Tenants from opposite ends of the country are being moved from their homes over concerns that the tower blocks where they live are either becoming too costly to maintain or they are unsafe.
In north-east England, Thirteen housing association which owns around 34,000 homes in the Tees Valley, has announced it will be demolishing five of its 18 tower blocks. The blocks’ 346 flats will be replaced by 100 new homes on sites in Thornaby and Middlesbrough. Residents will be moved out over the next 18 to 24 months and helped into their new homes by a specialist relocation co-ordinator. A spokesman said a review of its high-rise stock concluded the investment needed to maintain the five buildings “is not sustainable and could also lead to significantly increased service charges for tenants”. It insisted the blocks are fully compliant with building and fire safety regulations. All five were built in the 1960s using large panel system construction methods, the same building type used at Ronan Point in Newham, which killed four people in a partial collapse in 1968 following a gas explosion.

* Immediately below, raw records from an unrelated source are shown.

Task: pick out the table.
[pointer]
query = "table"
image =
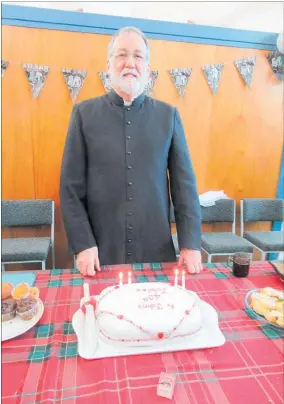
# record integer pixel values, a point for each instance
(42, 366)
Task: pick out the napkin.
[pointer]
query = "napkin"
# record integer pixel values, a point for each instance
(209, 198)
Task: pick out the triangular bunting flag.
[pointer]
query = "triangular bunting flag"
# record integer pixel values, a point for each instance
(105, 80)
(180, 78)
(276, 61)
(36, 76)
(4, 65)
(151, 82)
(245, 68)
(213, 74)
(74, 80)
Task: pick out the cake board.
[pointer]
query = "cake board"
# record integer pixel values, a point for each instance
(210, 336)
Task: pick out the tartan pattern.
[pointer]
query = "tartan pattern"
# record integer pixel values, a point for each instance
(42, 365)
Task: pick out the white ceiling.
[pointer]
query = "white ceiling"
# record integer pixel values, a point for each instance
(254, 15)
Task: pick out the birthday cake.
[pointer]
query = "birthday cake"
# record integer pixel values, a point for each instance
(146, 314)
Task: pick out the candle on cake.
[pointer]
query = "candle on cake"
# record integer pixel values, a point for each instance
(183, 279)
(176, 277)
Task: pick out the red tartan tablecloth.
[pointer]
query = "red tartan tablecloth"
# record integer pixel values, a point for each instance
(42, 365)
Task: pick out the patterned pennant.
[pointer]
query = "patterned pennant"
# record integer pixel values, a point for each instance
(4, 64)
(245, 68)
(151, 82)
(180, 78)
(36, 76)
(276, 61)
(213, 75)
(74, 80)
(105, 78)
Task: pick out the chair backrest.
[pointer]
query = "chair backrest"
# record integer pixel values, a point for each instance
(262, 210)
(223, 211)
(28, 212)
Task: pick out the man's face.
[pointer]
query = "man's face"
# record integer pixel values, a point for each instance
(128, 66)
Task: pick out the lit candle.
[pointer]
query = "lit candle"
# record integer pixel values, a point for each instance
(176, 277)
(183, 279)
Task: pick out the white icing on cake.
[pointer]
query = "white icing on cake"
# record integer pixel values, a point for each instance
(147, 314)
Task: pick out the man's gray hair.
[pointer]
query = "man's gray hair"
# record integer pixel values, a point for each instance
(125, 30)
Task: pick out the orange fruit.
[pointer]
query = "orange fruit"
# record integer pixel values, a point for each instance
(21, 291)
(6, 290)
(34, 292)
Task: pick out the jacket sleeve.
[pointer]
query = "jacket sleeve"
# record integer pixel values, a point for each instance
(183, 190)
(73, 188)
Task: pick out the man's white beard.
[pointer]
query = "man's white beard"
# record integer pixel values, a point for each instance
(128, 85)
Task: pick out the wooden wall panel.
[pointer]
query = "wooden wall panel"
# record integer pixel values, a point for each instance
(235, 137)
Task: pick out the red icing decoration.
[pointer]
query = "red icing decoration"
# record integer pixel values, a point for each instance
(91, 302)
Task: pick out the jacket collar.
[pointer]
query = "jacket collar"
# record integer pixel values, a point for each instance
(117, 100)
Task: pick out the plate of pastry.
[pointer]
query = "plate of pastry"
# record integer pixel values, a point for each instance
(267, 306)
(21, 309)
(279, 268)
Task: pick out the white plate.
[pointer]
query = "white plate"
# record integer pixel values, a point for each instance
(17, 326)
(210, 336)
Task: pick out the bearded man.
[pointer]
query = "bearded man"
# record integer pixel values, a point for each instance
(125, 158)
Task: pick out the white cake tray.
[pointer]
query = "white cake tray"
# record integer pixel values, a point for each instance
(209, 336)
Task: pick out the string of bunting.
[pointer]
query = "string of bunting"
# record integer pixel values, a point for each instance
(75, 78)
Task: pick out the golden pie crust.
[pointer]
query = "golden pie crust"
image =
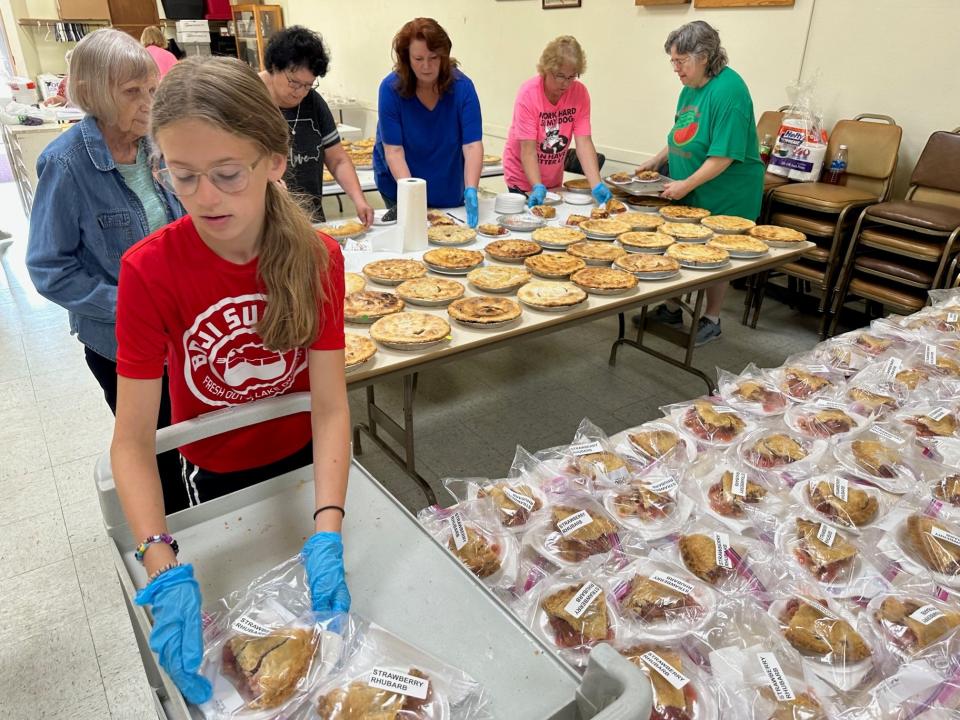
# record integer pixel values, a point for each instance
(697, 254)
(596, 251)
(450, 235)
(646, 240)
(484, 310)
(683, 212)
(430, 289)
(410, 328)
(738, 243)
(512, 250)
(545, 294)
(453, 258)
(368, 305)
(358, 349)
(353, 282)
(641, 221)
(727, 223)
(776, 233)
(394, 272)
(553, 265)
(604, 279)
(497, 278)
(605, 227)
(557, 235)
(686, 231)
(639, 264)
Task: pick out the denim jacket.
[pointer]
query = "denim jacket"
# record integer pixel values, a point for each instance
(84, 218)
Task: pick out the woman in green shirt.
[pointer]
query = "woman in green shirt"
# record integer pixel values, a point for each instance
(712, 149)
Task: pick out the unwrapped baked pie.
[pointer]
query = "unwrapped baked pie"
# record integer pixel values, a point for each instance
(484, 310)
(550, 295)
(430, 290)
(512, 250)
(604, 280)
(368, 305)
(550, 265)
(496, 278)
(410, 329)
(394, 272)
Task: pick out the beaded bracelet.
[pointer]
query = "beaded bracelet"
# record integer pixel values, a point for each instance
(164, 538)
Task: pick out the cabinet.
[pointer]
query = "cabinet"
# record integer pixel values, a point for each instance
(254, 26)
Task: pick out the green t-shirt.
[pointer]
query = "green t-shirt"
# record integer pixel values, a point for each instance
(716, 120)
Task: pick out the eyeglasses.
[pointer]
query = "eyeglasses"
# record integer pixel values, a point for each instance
(298, 86)
(229, 178)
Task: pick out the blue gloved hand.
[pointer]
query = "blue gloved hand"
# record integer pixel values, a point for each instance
(601, 193)
(537, 195)
(323, 559)
(472, 204)
(177, 636)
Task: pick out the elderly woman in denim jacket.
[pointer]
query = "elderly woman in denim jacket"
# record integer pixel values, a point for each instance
(96, 197)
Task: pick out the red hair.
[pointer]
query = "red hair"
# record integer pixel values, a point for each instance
(429, 31)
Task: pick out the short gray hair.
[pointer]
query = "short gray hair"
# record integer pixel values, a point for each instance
(699, 38)
(102, 62)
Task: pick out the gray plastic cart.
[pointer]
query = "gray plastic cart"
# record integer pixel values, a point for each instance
(399, 576)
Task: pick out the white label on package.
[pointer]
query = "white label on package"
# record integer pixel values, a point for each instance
(669, 673)
(938, 414)
(926, 614)
(399, 682)
(459, 531)
(519, 499)
(841, 487)
(583, 599)
(775, 677)
(574, 522)
(246, 626)
(944, 535)
(721, 542)
(587, 448)
(672, 582)
(892, 367)
(826, 535)
(738, 485)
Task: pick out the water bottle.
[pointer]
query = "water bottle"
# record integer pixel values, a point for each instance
(836, 174)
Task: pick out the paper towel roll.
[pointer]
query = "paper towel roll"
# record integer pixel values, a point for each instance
(412, 213)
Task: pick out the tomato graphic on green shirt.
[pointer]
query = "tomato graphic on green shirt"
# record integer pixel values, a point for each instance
(686, 126)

A spokesperson said Thirteen does not have any further demolition plans for its other tower blocks but intends to retrofit them with sprinkler systems. Ian Wardle, chief executive of Thirteen, said: “This news will come as a shock to those living in these flats and we can assure them that it is not a decision that has been taken lightly. It is important to stress that all our high-rise buildings are safe and meet all the relevant standards and requirements. This decision has not been made because of safety concerns.”

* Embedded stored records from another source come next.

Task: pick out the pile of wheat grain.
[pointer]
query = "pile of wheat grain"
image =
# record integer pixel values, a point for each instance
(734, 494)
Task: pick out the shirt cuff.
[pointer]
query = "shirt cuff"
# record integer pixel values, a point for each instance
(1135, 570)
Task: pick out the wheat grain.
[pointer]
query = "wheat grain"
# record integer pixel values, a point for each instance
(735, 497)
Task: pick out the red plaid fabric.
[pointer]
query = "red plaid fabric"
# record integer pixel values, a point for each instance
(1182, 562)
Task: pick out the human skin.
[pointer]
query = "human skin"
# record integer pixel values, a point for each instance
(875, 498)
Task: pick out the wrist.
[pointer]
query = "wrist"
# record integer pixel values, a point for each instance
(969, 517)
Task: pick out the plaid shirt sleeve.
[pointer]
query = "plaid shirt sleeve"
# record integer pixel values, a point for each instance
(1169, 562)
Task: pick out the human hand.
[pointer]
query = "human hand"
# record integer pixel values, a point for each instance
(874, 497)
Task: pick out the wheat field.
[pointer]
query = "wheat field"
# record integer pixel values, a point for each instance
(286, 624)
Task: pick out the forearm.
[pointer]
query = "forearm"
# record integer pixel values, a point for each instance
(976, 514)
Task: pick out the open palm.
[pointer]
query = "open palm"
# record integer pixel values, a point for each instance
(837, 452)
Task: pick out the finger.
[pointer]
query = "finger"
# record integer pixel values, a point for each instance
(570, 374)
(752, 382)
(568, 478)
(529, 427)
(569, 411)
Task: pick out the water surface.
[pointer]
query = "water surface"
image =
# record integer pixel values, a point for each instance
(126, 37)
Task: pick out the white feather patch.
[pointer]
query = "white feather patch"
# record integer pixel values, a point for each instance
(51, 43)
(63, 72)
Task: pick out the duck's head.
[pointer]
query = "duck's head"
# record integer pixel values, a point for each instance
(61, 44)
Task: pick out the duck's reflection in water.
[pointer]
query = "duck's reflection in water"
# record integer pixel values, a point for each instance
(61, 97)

Down on the south coast residents are to be moved out of two Portsmouth tower blocks to allow strengthening works to be completed, after structural investigations found the two 18-storey buildings’ concrete was “not as strong as expected”, Horatia House and Leamington House, owned by Portsmouth City Council, are home to around 800 people. The blocks were built using the Bison system of large panel construction – the same as that used at two high rise tower blocks in Rugby where the council has taken similar measures. The two blocks had dangerous ACM cladding removed last year following the Grenfell Tower fire. The structural issues were discovered while the council was looking to replace the cladding. Residents of the 272 flats will not be evacuated immediately but will be moved out once suitable new homes are found. It is expected to be spring 2019 before all residents have left the blocks, with “extra security measures” introduced in the interim. Gerald Vernon-Jackson, Liberal Democrat leader of the council said: “It is very important that people realise there is no immediate danger from day-to-day living in the buildings but, as our number one priority is resident safety, we are starting the process of moving people to new homes.” There are five other council-owned LPS blocks in Portsmouth, but the authority said it has no concerns about these following structural surveys.
Meanwhile North Ayrshire Council in Scotland has decided to demolish five tower blocks in Irvine after a majority of residents voted in favour of the proposal. But two other blocks in Saltcoats were reprieved and instead will be fitted with water sprinkler systems. A rehousing strategy will see the Irvine residents rehoused in “high-quality” homes on the site and elsewhere in the area. Joe Cullinane, leader of the council, said: “From the outset, we said we would listen to what the residents wanted and that is reflected in the decisions made.”